Banco do Brasil is also benefiting as foreign investors boosted their stake in the bank to 19.4 percent in June from 17.5 percent a year earlier.
Last month, Banco do Brasil received authorization from the government to increase the maximum allowable foreign ownership to 30 percent from 20 percent. The last time Banco do Brasil traded above its target price was in October 2009, one month after the government allowed international investors to hold as much as 20 percent of the bank’s shares, up from a previous 12.5 percent limit.
While non-state-owned banks Itau and Banco Bradesco SA are restricting credit and posting record profits, federally controlled lenders Banco do Brasil and Caixa Economica Federal are boosting lending under pressure from the government to support a cooling economy. Analysts expect Banco do Brasil to post its smallest profit in more than three years after it reduced interest rates charged to clients following requests from President Dilma Rousseff.
That sort of political influence makes the bank’s shares “very cheap,” and explains why they trade at a discount to Itau and Bradesco, said Nick Robinson, head of Brazilian equities at U.K.-based Aberdeen Asset Management, which oversees about $15 billion of Latin American stocks, including Itau and Bradesco.
Banco do Brasil, which is about 59 percent owned by the federal government, has historically traded at a discount relative to peers because of political risk. The bank traded at an average price-to-book ratio of 1.5 in the past five years, which compares with an average of 2.5 for Itau and 2.3 for Bradesco, data compiled by Bloomberg show.
Officials at Itau and Bradesco declined to comment.
“Being a state-controlled bank, Banco do Brasil may not be run in the interest of shareholders,” Robinson said in a telephone interview, adding Aberdeen doesn’t invest in the company because of the political risk. “I think there is no stability in the management team.”
Banco do Brasil declined to comment on state control, as it’s in a so-called “quiet period” before earnings are released next week.
The company’s adjusted net income will probably drop to 2.49 billion reais in the third quarter from 2.66 billion a year earlier, according to eight analysts surveyed by Bloomberg.

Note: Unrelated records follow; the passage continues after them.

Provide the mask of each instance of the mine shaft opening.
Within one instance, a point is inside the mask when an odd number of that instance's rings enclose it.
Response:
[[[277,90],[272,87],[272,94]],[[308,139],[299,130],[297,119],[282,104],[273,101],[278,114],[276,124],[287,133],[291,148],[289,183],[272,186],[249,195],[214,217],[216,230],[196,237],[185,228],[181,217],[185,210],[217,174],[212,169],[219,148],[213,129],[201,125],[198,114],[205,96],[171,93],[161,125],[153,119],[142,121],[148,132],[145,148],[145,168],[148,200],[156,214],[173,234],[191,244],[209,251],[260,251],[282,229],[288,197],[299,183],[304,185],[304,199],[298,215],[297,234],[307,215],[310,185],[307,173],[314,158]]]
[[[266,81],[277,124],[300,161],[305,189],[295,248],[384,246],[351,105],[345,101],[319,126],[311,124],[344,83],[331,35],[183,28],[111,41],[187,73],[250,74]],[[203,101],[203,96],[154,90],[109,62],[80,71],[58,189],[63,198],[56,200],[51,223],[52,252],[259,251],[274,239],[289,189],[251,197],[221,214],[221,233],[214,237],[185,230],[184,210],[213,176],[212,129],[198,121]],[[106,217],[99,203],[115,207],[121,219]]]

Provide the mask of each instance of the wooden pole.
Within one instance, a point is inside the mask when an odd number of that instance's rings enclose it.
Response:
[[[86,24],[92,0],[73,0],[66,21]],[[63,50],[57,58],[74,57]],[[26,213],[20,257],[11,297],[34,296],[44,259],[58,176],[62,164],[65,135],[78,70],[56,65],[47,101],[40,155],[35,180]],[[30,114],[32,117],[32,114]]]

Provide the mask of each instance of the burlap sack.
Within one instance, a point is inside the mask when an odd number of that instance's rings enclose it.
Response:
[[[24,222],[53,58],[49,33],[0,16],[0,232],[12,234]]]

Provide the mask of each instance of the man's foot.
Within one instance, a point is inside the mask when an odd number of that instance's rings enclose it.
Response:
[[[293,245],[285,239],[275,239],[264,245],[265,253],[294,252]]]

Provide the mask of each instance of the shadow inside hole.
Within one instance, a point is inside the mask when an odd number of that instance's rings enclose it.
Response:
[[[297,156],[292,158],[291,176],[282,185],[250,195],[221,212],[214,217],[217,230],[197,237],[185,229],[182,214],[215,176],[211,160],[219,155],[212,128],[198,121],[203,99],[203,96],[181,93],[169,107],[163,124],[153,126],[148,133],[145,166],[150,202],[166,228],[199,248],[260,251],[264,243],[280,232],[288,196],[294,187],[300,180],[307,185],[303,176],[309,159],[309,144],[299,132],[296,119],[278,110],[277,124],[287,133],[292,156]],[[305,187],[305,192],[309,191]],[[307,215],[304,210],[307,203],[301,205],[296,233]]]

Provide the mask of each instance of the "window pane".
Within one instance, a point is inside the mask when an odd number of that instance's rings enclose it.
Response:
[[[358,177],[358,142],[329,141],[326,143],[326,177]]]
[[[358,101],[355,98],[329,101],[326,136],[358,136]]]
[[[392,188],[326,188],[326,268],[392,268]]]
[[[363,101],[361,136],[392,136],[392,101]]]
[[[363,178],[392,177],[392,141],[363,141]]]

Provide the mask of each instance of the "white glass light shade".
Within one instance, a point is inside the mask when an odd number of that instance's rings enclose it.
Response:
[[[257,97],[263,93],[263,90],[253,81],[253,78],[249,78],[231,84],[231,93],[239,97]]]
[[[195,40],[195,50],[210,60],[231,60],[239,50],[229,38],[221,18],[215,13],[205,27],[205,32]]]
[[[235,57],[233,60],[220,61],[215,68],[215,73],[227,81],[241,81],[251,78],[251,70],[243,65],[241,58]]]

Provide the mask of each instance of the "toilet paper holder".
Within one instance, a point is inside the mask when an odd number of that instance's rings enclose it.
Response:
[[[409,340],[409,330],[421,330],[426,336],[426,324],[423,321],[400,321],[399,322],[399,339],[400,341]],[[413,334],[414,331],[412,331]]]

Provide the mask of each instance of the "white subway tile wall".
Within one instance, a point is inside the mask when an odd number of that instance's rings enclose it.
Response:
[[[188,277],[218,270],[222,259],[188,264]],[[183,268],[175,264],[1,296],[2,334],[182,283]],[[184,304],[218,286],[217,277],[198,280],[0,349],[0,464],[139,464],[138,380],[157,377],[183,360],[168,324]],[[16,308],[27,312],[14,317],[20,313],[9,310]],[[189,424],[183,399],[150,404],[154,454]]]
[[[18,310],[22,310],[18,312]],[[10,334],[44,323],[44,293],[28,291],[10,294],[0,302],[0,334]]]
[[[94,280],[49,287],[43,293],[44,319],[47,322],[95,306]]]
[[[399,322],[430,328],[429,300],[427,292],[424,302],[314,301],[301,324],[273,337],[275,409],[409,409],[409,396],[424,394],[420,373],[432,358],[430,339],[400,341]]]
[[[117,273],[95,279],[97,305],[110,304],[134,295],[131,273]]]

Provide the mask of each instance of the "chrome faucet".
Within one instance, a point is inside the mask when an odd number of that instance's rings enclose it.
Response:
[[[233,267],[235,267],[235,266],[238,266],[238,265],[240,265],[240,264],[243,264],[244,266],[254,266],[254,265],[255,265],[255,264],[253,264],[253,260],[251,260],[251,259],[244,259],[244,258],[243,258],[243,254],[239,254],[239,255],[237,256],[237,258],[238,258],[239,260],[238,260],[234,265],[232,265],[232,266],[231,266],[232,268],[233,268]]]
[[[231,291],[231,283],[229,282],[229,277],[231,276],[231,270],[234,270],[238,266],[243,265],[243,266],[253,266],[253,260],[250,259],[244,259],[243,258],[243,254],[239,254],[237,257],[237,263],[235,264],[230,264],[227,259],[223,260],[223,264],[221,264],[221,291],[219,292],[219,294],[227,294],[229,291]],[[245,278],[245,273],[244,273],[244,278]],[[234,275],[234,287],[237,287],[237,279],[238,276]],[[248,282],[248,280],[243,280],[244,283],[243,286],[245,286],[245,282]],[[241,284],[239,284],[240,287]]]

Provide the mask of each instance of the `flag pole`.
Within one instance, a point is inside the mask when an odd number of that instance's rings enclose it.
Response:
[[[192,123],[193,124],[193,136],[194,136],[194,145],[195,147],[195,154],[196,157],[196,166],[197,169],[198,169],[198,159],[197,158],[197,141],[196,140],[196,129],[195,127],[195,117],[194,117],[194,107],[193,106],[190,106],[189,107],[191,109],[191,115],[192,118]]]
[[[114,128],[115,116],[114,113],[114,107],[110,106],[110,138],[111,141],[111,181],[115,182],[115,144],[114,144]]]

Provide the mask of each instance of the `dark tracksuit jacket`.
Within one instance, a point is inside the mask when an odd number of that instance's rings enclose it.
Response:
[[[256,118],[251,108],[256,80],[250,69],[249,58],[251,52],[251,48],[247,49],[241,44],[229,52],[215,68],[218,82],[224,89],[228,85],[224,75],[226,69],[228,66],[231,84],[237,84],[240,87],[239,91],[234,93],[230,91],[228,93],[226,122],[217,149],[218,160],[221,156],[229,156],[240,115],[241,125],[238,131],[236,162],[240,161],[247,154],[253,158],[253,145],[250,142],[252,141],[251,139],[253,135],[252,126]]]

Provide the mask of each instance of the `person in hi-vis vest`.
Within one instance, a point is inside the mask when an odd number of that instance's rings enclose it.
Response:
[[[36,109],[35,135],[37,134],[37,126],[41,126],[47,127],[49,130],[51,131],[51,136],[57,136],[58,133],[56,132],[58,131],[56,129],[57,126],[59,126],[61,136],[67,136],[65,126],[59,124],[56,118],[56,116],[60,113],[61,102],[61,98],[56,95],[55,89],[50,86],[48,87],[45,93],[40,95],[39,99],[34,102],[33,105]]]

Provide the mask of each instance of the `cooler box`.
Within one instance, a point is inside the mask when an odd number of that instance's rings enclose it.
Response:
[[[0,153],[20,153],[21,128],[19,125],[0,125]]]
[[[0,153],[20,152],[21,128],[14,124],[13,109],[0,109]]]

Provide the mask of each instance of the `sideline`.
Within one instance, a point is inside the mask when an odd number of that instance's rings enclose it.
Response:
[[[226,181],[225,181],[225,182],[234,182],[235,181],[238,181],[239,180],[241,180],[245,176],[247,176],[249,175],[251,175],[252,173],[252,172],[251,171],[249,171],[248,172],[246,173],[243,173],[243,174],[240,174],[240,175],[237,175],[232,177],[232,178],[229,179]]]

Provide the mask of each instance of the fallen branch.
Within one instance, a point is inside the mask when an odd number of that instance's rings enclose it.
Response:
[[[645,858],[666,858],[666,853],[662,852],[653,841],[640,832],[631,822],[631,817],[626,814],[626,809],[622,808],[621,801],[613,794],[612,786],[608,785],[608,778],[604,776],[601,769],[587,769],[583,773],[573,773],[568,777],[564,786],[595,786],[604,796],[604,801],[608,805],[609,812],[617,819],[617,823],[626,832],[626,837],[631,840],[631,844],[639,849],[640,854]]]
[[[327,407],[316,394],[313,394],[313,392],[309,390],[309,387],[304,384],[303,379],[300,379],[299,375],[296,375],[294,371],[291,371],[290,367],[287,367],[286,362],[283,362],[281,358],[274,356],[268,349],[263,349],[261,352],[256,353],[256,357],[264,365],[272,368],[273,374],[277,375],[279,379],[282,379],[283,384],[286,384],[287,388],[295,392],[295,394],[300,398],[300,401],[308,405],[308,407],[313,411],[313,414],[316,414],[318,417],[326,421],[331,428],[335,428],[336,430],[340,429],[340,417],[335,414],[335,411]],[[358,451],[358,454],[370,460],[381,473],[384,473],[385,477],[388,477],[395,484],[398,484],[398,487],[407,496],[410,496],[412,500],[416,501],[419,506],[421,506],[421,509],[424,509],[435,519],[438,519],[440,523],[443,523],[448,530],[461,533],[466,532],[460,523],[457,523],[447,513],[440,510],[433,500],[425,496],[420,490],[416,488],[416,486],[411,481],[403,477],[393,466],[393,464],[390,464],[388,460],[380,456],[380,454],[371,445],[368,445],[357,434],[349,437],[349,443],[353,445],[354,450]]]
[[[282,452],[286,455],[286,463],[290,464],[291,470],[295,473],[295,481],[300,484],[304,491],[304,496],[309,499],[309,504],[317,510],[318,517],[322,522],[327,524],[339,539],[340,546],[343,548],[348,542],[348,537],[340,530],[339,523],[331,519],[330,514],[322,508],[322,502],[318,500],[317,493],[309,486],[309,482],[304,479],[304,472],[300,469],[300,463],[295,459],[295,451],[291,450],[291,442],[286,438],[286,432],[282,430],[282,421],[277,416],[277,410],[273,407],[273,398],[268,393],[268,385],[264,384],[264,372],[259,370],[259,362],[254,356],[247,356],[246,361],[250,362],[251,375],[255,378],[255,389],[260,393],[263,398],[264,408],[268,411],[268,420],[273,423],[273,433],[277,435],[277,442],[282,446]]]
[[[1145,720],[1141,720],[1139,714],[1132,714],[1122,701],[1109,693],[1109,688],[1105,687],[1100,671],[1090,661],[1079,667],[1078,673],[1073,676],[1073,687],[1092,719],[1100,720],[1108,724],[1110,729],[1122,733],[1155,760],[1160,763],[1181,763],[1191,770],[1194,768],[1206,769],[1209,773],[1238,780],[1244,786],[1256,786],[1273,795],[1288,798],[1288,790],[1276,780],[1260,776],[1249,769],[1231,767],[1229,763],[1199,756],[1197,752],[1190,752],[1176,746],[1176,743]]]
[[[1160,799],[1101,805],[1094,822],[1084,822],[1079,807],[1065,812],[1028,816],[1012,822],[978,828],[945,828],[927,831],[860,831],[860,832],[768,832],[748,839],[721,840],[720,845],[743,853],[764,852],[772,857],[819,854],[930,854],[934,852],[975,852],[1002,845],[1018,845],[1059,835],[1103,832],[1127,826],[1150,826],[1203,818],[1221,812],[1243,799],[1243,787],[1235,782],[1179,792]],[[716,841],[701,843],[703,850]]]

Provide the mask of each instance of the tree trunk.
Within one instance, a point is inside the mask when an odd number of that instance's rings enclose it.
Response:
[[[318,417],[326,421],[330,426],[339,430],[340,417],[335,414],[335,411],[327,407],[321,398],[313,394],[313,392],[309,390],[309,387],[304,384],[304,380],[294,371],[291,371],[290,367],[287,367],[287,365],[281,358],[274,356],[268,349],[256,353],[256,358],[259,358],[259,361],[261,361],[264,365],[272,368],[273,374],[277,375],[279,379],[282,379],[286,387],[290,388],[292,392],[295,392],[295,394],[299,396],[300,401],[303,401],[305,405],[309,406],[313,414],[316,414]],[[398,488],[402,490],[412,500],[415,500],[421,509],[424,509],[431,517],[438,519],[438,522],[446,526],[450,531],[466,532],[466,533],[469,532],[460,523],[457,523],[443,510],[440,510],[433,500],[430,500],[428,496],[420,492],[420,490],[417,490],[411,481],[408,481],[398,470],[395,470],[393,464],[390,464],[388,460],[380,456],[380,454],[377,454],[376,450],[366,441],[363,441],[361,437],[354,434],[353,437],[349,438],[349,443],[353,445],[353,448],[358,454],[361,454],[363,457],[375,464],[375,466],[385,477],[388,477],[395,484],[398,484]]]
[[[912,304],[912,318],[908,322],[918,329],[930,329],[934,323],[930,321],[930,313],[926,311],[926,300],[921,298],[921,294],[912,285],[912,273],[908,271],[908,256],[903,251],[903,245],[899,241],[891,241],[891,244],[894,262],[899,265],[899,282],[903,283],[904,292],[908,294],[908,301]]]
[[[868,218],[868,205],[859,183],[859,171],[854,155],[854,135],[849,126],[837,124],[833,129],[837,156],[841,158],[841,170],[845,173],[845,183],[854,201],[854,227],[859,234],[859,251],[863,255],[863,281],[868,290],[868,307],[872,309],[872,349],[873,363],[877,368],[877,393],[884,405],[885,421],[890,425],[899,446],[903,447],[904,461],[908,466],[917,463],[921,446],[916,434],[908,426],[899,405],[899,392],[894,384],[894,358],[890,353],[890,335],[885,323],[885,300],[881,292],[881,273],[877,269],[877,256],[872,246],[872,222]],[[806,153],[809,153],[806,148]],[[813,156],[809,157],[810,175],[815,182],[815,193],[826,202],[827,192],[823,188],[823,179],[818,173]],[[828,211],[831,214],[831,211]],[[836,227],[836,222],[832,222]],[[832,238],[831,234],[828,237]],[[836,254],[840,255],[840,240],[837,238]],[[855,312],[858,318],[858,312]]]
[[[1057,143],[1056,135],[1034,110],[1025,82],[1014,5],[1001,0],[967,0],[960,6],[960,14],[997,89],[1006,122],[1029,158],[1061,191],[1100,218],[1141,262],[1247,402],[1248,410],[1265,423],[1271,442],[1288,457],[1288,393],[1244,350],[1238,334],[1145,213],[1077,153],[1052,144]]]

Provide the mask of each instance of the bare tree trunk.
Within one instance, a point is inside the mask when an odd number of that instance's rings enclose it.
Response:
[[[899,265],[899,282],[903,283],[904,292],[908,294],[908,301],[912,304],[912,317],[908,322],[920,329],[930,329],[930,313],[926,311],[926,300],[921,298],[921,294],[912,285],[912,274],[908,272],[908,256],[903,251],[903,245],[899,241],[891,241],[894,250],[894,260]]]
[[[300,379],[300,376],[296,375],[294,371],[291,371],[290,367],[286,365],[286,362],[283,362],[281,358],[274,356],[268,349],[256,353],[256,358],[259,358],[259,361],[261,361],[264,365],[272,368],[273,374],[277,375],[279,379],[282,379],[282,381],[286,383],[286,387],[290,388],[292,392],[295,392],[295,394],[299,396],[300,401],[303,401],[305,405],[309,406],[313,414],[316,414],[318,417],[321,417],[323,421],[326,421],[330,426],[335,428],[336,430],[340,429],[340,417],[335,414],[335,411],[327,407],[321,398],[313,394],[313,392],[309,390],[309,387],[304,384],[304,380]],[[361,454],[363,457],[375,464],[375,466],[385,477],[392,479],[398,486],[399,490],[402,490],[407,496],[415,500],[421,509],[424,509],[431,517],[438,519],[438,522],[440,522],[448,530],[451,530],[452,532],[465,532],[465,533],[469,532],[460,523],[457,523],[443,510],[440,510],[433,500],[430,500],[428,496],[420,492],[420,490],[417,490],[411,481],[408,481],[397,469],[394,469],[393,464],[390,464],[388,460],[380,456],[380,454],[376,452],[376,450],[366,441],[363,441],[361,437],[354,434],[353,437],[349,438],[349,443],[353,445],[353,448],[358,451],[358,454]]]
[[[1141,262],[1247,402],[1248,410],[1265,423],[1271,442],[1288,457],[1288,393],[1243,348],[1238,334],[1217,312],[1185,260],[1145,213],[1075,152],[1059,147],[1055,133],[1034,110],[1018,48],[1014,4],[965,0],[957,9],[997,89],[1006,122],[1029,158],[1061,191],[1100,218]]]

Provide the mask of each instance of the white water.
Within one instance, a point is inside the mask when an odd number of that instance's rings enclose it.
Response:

Banco do Brasil carries the risk of political “interference,” including the appointment of a chief executive officer by the government, said Gerardo Zamorano, San Diego-based investment director at Brandes Investment Partners LP. Still, the IPO of BB Seguridade and the potential sale of the credit-card business are signals “there is value in the bank that is not fully realized,” he said.
Brandes has been a shareholder of Banco do Brasil since 2009, and is still purchasing the bank’s shares as it invests in undervalued companies, he said.
The insurance unit’s IPO “helps crystallize the hidden value in Banco do Brasil,” Zamorano said. “It helped the market realize there’s value there, and before it wasn’t appreciated as much.”